L’AI, qui soutient les personnes en incapacité de travail, vit une crise de financement depuis des années. Les dépenses dépassent régulièrement les entrées, une situation qui s’aggrave avec la hausse de la précarité économique et l’augmentation des affections psychiques parmi la population active. Que se passera-t-il en 2031, après l’épuisement des réserves ? Les prestations seront-elles réduites ? Les cotisations à la charge des entreprises et salariés augmenteront-elles ? Aujourd’hui, nul ne peut le dire avec certitude, mais l’incertitude elle-même crée une instabilité.
Pour l’AVS, la situation revêt une dimension différente mais tout aussi critique. L’introduction d’une 13e rente, adoptée par le peuple en 2022, constitue une avancée sociale majeure pour les pensionnés. Mais elle n’a pas été financée de manière durable. L’office fédéral formule clairement ce diagnostic : sans mesures nouvelles, cette rente supplémentaire restera une promesse fragile, tributaire de débats électoraux ou de volatilité budgétaire.
Un défi démographique structurel
Derrière ces chiffres se cachent des réalités démographiques implacables. La Suisse, comme l’ensemble de l’Europe occidentale, vieillit. L’allongement de l’espérance de vie est une bénédiction individuelle, mais il pose un problème collectif : chaque personne en âge de cotiser doit financer un nombre croissant de pensionnés. Le rapport démographique se détériore année après année. Les caisses de l’AVS, longtemps excédentaires, sont désormais soumises à des pressions structurelles que les ajustements marginaux ne suffisent plus à compenser.
Parallèlement, l’AI subit le poids de transformations économiques plus rapides. Les métiers disparaissent, d’autres émergent, mais la transition laisse des sans-emploi dont la capacité à se réinsérer dépend de facteurs souvent hors de leur contrôle. Les troubles psychiques, autrefois moins documentés ou diagnostiqués, sont aujourd’hui mieux reconnus, ce qui explique une partie de l’augmentation des cas reconnus comme invalides. C’est à la fois un progrès en matière de diagnostic et un enjeu fiscal incontournable.
Le temps de la décision
Les parlementaires savent depuis longtemps que la réforme des assurances sociales est inévitable. Pourtant, elle butte invariablement sur les mêmes obstacles : opposition des syndicats face aux augmentations de cotisations, réticence des entreprises à payer davantage, débat idéologique sur le niveau de protection social que la Suisse veut offrir. Le rapport de l’office fédéral accélère la nécessité de trancher. Les réserves de l’AI s’épuiseront bientôt, et l’AVS ne peut attendre indéfiniment un financement de la 13e rente.

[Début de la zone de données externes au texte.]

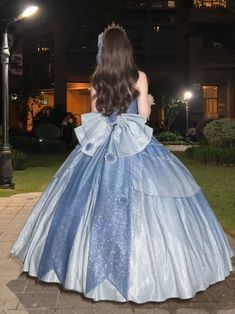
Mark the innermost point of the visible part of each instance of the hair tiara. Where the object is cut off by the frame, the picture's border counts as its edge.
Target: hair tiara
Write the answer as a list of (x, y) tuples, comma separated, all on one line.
[(101, 39)]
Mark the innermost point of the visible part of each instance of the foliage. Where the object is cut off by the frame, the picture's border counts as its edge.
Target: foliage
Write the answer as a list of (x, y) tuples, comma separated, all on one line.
[(169, 137), (47, 131), (220, 132), (19, 160), (171, 106), (212, 154), (33, 145)]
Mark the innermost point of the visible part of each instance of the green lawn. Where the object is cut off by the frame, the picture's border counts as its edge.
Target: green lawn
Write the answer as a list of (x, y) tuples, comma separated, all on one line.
[(217, 182)]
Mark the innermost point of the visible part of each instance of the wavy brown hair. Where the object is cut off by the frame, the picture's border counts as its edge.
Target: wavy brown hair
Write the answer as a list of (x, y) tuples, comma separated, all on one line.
[(114, 79)]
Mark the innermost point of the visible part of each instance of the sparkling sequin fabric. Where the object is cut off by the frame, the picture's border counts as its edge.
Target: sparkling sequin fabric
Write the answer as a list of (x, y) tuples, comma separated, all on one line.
[(123, 219)]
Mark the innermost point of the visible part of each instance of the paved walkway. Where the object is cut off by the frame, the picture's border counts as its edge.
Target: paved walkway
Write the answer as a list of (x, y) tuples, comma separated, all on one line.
[(20, 294)]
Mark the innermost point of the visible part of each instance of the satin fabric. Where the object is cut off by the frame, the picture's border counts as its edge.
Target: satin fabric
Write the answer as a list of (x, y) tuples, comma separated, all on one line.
[(124, 228)]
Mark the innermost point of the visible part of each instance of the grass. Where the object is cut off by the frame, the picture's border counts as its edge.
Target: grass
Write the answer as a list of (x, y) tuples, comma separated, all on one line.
[(35, 178), (217, 182)]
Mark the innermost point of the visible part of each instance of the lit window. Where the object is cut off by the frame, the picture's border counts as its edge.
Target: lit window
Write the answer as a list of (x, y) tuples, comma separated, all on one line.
[(217, 44), (171, 4), (157, 3), (210, 3), (156, 28), (210, 94)]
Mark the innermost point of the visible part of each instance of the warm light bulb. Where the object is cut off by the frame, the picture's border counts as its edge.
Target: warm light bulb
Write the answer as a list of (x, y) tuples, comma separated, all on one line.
[(188, 95), (29, 11)]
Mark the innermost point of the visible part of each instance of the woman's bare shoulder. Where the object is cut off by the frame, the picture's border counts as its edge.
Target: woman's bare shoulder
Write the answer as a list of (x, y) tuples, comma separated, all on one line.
[(142, 81)]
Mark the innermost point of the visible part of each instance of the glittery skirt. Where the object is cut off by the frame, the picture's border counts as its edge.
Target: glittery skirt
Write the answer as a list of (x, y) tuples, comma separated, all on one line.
[(134, 228)]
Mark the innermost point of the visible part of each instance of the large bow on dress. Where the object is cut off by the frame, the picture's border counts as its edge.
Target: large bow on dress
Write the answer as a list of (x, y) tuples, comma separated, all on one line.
[(128, 133)]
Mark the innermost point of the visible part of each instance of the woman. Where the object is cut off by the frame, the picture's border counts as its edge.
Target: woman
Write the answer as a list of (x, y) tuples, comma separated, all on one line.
[(123, 219)]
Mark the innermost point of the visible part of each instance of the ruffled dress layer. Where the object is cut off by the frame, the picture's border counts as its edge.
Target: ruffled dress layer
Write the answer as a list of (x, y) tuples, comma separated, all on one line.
[(124, 220)]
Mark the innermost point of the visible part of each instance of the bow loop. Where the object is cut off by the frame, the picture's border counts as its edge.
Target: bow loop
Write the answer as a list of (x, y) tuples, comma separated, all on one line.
[(127, 133)]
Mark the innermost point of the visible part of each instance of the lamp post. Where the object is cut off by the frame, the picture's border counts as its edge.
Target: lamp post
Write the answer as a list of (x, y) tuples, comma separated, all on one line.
[(187, 96), (6, 170)]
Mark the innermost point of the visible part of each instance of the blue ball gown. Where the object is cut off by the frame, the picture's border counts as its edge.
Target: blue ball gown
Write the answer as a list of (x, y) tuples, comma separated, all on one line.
[(123, 219)]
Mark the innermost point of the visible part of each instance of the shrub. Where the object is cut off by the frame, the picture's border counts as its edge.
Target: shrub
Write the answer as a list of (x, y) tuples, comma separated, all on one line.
[(169, 137), (19, 160), (25, 143), (220, 132)]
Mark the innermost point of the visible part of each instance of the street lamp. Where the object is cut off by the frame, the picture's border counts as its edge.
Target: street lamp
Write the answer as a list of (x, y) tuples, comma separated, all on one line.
[(6, 170), (187, 96)]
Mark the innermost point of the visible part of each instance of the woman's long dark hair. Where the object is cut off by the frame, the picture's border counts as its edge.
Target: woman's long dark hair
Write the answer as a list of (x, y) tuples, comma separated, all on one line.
[(114, 79)]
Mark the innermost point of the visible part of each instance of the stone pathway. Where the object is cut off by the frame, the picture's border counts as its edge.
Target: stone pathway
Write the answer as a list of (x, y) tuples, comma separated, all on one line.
[(21, 294)]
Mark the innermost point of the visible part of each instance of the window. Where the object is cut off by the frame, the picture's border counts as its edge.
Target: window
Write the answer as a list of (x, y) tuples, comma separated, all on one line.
[(210, 3), (171, 4), (163, 3), (210, 94)]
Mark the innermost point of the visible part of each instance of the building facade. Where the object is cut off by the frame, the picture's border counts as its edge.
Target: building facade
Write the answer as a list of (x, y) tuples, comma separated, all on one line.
[(180, 44)]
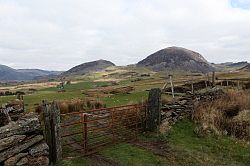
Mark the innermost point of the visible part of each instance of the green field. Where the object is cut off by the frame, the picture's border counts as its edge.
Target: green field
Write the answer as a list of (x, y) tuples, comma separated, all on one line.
[(184, 147)]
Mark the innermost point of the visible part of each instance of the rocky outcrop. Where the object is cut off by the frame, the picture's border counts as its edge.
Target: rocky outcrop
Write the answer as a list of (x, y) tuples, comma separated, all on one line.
[(22, 142), (177, 59)]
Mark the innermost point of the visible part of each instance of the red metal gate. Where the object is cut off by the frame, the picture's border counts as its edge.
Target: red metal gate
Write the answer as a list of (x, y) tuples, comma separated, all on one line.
[(84, 132)]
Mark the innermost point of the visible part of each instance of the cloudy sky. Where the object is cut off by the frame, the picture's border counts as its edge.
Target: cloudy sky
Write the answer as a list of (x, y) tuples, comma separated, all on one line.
[(59, 34)]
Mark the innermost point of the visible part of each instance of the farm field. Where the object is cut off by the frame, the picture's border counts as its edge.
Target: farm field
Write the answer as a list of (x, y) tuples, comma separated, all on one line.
[(180, 146)]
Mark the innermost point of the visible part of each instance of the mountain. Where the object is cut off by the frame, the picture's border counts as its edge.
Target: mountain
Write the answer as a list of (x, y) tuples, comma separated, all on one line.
[(10, 74), (238, 64), (88, 67), (176, 58), (246, 68)]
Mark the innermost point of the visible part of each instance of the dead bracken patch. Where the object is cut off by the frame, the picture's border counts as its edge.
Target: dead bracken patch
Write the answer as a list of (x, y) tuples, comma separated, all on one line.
[(229, 115)]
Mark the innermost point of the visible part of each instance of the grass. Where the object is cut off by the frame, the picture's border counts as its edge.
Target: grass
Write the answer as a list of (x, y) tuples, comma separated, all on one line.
[(76, 162), (129, 155), (208, 150), (123, 99)]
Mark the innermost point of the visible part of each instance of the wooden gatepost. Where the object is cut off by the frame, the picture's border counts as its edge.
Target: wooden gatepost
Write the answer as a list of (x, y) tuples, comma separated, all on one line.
[(153, 115), (52, 130)]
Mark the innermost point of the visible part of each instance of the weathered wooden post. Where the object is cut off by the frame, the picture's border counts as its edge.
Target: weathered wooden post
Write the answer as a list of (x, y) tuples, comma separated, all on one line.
[(205, 81), (213, 79), (56, 133), (52, 131), (153, 116), (192, 85), (47, 126), (172, 86)]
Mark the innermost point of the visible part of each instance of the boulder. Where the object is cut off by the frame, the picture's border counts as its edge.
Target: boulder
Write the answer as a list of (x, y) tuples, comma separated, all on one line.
[(13, 160), (11, 141), (20, 127), (38, 161), (23, 162), (41, 149)]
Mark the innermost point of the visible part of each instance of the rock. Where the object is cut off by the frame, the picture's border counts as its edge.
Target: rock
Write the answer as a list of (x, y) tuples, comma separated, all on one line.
[(23, 161), (20, 147), (38, 161), (10, 141), (13, 160), (41, 149), (20, 127)]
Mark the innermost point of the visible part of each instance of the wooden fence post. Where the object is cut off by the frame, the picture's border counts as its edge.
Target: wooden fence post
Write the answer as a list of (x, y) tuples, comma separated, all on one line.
[(85, 119), (47, 126), (172, 85), (154, 110), (56, 133), (213, 79)]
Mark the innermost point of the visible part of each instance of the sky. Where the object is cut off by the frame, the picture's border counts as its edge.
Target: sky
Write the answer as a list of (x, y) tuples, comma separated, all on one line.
[(59, 34)]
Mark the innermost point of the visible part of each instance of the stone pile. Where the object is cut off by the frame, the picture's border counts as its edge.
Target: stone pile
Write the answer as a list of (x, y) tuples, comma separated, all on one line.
[(176, 110), (183, 107), (11, 112), (22, 143)]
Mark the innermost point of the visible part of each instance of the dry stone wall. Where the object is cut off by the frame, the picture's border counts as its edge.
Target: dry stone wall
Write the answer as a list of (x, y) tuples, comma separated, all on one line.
[(177, 109), (22, 142)]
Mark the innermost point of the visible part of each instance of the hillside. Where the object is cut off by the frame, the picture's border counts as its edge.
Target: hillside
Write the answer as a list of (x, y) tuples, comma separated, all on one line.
[(176, 58), (238, 64), (10, 74), (88, 67), (246, 68)]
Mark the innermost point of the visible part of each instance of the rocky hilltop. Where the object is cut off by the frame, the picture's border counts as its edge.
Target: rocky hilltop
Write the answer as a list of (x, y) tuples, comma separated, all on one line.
[(88, 67), (176, 58), (10, 74), (246, 68)]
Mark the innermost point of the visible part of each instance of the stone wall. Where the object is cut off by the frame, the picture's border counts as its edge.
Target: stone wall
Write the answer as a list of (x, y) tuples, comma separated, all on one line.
[(22, 142), (182, 107)]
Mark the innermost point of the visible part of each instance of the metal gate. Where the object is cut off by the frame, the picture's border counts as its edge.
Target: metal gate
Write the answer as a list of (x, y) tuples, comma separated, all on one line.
[(86, 131)]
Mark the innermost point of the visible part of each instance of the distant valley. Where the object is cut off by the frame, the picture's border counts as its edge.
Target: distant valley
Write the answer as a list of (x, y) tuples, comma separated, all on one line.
[(171, 59)]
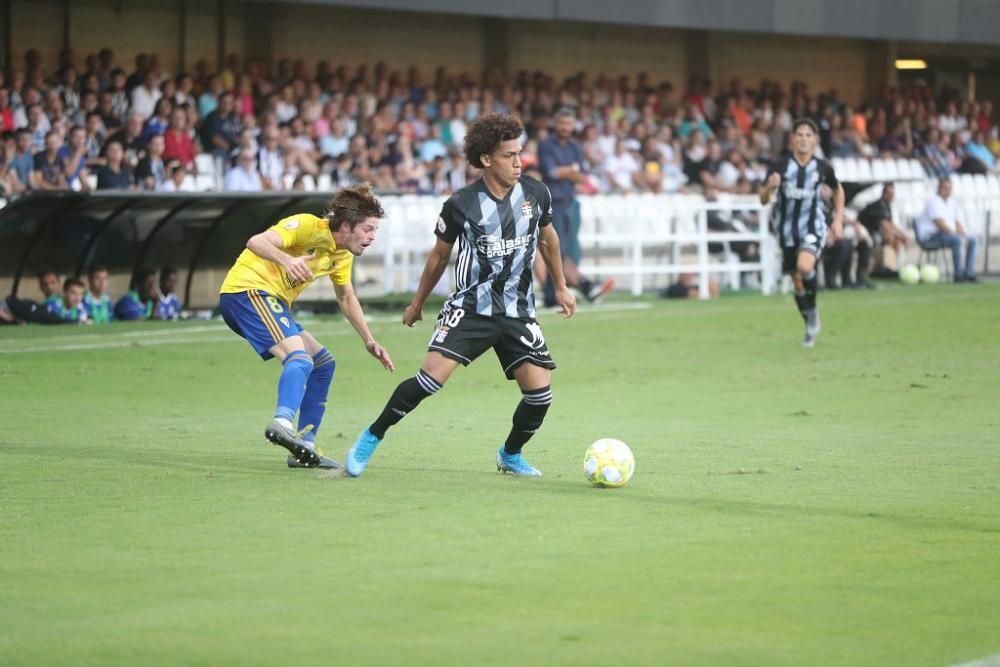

Les scénarios envisageables sont connus : augmenter l’âge de la retraite, relever les cotisations salariales ou patronales, réduire les prestations, ou combiner certaines de ces mesures. Chaque option soulève des enjeux d’équité intergénérationnelle et de justice sociale. Mais reporter ces décisions en espérant que la croissance économique résoudra magiquement le problème serait une irresponsabilité envers les générations futures.
Le diagnostic est posé. Les chiffres sont sur la table. Reste à la classe politique d’accepter que la réforme du système de protection sociale ne souffre plus de délai. Les Romands, comme l’ensemble des Suisses, attendent une vision claire et des décisions courageuses, pas des promesses creuses ni des atermoiements.